Thanks to short-circuit evaluation this will stop iterating over the list as soon as p returns true for the first time.

In other words, would it use lazy evaluation above?

Note that this is short-circuit evaluation and not laziness.

Answer 3

The answer, in short, is that yes, Haskell will be lazy in recursive functions.

The laziness of && isn't a special case: it's a consequence of its definition:

(&&) :: Bool -> Bool -> Bool
True  && y = y
False && _ = False

Here, Haskell's laziness means that it can match on the first argument to &&, and the second argument needn't be evaluated to know the outcome.

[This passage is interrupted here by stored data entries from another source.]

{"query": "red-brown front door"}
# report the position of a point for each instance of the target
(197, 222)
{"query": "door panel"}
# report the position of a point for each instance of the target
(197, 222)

For a recursive function like and we have the definition:

and :: [Bool] -> Bool
and []     = True
and (b:bs) = b && and bs

This is a recursive definition, Haskell is lazy in that the values of b and bs in a non-empty list will only be evaluated if needed: in this case, the definition of && forces us to look at the first element b, and if it is False then the rest of bs doesn't have to be evaluated.

The lesson here is that laziness is something that Haskell provides by virtue of its pattern matching: when enough input is consumed to match a pattern, then the rest can be left unevaluated until it is demanded.

Answer 4

I'm new to Haskell, but yes, it would evaluate the entire tree of recursive calls on the left side of and, and only if they finally returned true would it move on to evaluate the recursive calls on the right.

Actually, it wouldn't evaluate either of those until you ended up using the result of my_func in something like a print, but the above stands if you've already forced evaluation of my_func.

Think of it as passing a promise to do work around for everything it does. So the result of a call to my_func isn't the result, it's a promise to find out. It probably hasn't even thought about what that promise means until it has to. Only then does it go in and figure out what it has to call.

I might be off, but that's how I understand it.